MrBayes - PAUP
David Hillis
dhillis at mail.utexas.edu
Tue Nov 5 16:03:12 EST 2002
Below Joe Felsenstein notes several hypotheses about the meaning of
Bayesian posterior probabilities. In a recent paper (Molecular
Phylogentics and Evolution 25:261-271), my co-authors and I show
support for Joe's proposal number two: namely, Bayesian posterior
probabilities are much better estimates of phylogenetic accuracy than
are non-parametric bootstrap values. We presented simulations of the
same type that Jim Bull and I presented in 1993 to show that
bootstrap values were strongly biased (Syst. Biol. 42: 182-192). We
found that Bayesian posterior probabilities were still somewhat
conservative as estimates of phylogenetic accuracy (in other words,
they still underestimate phylogenetic accuracy), but that they were
much closer than are bootstrap values.
>>>we have used MrBayes software on about 400 full length 18S rDNA (1700
>>>bp)with the TGR model of evolution. With MrBayes, the bootstrap support
>>>for deeper (and basically all) phylogenetic nodes is strikingly high
>>>(about 100%). Does anybody have the same experience with MrBayes ? Does
>>>anybody know some relevant literature on this ? (Our NJ trees with PAUP
>>>have remarkably low support at deeper nodes).
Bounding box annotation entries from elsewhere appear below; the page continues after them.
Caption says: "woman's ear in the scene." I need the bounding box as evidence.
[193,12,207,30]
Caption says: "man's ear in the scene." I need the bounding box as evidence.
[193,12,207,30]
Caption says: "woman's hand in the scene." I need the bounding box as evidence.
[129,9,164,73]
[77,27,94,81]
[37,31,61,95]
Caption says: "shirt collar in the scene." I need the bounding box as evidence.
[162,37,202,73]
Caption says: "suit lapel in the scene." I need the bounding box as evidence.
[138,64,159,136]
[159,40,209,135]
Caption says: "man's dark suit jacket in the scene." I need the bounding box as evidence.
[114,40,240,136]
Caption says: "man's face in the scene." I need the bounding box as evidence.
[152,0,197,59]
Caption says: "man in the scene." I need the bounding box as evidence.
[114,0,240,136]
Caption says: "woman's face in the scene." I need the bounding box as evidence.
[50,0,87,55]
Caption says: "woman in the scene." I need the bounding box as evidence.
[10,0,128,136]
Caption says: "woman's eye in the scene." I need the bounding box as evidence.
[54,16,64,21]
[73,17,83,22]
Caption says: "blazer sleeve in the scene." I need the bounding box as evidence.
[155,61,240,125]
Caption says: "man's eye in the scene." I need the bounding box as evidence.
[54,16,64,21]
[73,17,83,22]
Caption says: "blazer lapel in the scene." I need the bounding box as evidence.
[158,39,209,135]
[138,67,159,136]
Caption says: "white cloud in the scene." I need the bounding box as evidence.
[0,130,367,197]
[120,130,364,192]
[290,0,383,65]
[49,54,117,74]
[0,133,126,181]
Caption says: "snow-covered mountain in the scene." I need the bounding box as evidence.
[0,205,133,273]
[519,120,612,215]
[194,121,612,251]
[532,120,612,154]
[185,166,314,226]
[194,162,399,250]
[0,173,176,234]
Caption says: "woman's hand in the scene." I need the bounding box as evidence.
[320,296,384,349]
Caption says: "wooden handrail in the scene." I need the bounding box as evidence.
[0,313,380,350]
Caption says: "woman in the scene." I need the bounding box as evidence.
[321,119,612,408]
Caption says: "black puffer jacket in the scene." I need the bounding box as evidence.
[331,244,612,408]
>>Let me correct one bit of terminology. The MrBayes support levels are not
>>bootstrap support but posterior probabilities. Your observation is a common
>>one, and a bit of a mystery. Quite a few people are doing simulations
>>to try to figure out why the Bayesian posterior values out of MrBayes are
>>so much larger than bootstrap values. There seem to be four
>>possible answers,
>>and as yet there is no consensus as to which is correct:
>> 1. Maybe these two numbers are fundamentally different quantities that are
>> not even to be compared, and not expected to be similar. In
>>which case,
>> if they are different this is not a problem for either.
>> 2. Maybe this reflects the well-known bias of high bootstrap P values,
>> which are biased downward (this was discovered in 1993 by Zharkikh
>> and Li).
>> 3. Maybe there are some search problems in MrBayes such that it tends to
>> get "stuck" on some trees, so that the Markov Chain Monte Carlo
>> algorithm reports much higher posterior probabilities of trees than it
>> should. This seems unlikely as Huelsenbeck has allowed for multiple
>> "heated" chains which (the Metropolis-Coupled Markov Chain Monte Carlo
>> MC^3 method of Geyer) which should enable a reasonable search.
>> 4. Maybe the high MrBayes posterior probabilities are consequences of the
>> particular prior distributions assumed on trees, which assume that
>> branch lengths are drawn from a distribution in which they
>>are frequently
>> allowed to be very long. This could then be remedied by altering the
>> prior that is used, and MrBayes does allow you some control over that.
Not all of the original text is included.